A thing's whole nature governs everything about it for the trivial reason that it includes everything about it; but since we never know everything about anything that is empirically actual (like ourselves), and in our own case have the extraordinary difficulties of knowledge already mentioned, we will not foolishly try to treat our "nature," with its decently limited predictiveness, as an absolutely predictive "essence."[6] If there are necessary implications of our conception of a thing's nature, the necessity will belong to our thinking, not to the thing we are thinking about.
Nature-as-such is all that really is, the totality of whatnesses, which we must conceive to possess some sort of internal structure or "system" of real and logical compossibility.
We did not, of course, demolish the prospect of human form in our opening arguments. Much can be seen in ourselves, without everything being seen; much can be said about us, despite the absence of a clinching judgment; and our living cannot but realize our form, even if we are continually changing it. (Still, the significance of our form's hidden aspects is never measurable.) But granting the possibility of doing anthropology, what does it matter, anyway, what we say about the form of humanity? What is at stake? Let us review the ways in which we line ourselves up in relation to what, if anything, we believe to be the form of humanity--what molecular structures are formed when the atoms of what we mean join with the atom of what we think we are.
(a) Endowment
We encounter our "nature" as an already-given involuntary factor in our lives, an origin not subject to shaping by us. Even if we think of human "nature" as pure creativity or an open site of radical transformations, we take that embroilment in novelty to be the involuntary horizon of our lives. The involuntary is also the inalienable. When we can say "We enter the world as the kind of being that is A, B, and C," our identity is secure in those respects.

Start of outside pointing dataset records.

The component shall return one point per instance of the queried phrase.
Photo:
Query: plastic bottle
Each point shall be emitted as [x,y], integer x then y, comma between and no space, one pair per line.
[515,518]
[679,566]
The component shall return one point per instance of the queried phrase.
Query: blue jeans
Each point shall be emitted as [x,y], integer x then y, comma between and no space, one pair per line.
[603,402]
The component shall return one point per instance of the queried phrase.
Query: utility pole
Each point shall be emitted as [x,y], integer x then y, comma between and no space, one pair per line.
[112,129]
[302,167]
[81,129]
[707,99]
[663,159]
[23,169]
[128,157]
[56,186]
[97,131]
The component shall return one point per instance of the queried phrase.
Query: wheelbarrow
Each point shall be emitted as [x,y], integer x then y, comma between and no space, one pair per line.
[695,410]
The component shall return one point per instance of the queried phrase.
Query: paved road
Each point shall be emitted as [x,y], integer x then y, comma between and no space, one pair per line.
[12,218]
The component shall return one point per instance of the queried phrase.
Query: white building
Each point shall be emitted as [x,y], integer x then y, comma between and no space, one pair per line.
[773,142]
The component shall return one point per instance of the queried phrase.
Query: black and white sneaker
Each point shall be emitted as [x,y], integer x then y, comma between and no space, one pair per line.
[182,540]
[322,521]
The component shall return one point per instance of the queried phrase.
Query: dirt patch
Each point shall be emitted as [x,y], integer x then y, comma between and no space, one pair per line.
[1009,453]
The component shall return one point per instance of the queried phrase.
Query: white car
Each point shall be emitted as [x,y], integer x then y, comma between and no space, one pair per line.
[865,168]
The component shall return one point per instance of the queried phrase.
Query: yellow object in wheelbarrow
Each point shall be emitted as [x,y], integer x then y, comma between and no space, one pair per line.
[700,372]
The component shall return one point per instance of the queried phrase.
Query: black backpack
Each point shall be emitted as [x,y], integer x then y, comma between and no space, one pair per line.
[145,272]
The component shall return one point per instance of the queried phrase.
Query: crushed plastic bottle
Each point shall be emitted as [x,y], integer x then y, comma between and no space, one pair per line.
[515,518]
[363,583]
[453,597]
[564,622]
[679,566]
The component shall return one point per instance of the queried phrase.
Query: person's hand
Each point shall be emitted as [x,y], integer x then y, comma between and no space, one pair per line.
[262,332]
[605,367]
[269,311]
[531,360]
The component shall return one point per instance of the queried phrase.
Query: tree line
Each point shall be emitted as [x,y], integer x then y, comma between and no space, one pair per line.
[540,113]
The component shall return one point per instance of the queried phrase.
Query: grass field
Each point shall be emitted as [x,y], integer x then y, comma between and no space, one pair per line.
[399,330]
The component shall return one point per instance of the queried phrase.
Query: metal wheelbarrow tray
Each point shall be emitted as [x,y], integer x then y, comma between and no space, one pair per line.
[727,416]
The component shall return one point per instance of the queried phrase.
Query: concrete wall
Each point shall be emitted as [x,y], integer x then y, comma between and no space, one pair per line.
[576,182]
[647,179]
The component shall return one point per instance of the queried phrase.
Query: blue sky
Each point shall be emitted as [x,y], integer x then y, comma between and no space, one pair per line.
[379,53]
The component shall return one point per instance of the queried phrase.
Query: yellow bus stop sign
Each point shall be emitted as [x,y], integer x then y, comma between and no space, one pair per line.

We feel, in always finding ourselves with our "nature," that we have received it, and we readily speak of what we have received as an endowment--but this is not so small a step, because with endowments there is the issue of conservation and prudent use vs. wasting, and even a question of appropriate gratitude and respect for the endowing source. An endowment becomes the matter, the about-which, of piety. So far as the pre-givenness of our "nature" goes, what counts is that the fundamental order of our lives is really settled in some way, and settled, one might say, all the way down, not open to significant questioning; we know that not this but other matters are to be determined by our thought and action, and so we can more easily decide how to point our attention. We also have a genealogical sense of who we are.
For some purposes, we trace our endowment on the slope of what comes "naturally," that is, easily, to us--the fact that it is much easier to walk on our feet than our hands reads as a sign of what is natural to humans in the matter of locomotion--while for other purposes we look to what is difficult (wisdom, courage, or even walking on our hands, or even celibacy) as most fully revealing of our given potential. Clearly, what we recognize as our endowed potential depends on what we want to do and how we are able to harmonize our efforts.
(b) Consistency
For more direct and active self-orienting, our "nature" amounts to whatever we can make evident about ourselves and reliably refer to when we have to include ourselves in our calculations. The surgeon knows the anatomical part of our nature; the industrial psychologist knows how we are likely to behave under a given set of working conditions; the theater director can predict how we will react to stimuli from the stage; more deeply and indefinitely, everyone knows (up to a point) what everyone is like, for everyday purposes. Human "nature" is what we can hold on to like a guide-rope or an anchor-chain. It is the consistency of our life, what we can generally expect to be possible or impossible, connected or unconnected, easy as "with the grain" or hard as against it. (From the stress on the fixed comes the equation of "nature" with "law," and from the stress on the tangible comes the use of "nature" to mean physical nature.)
Consistency is more objective than endowment, often observable and measurable. But it is also changeable, if we can figure out how to change it, whereas endowment is in principle what cannot be changed.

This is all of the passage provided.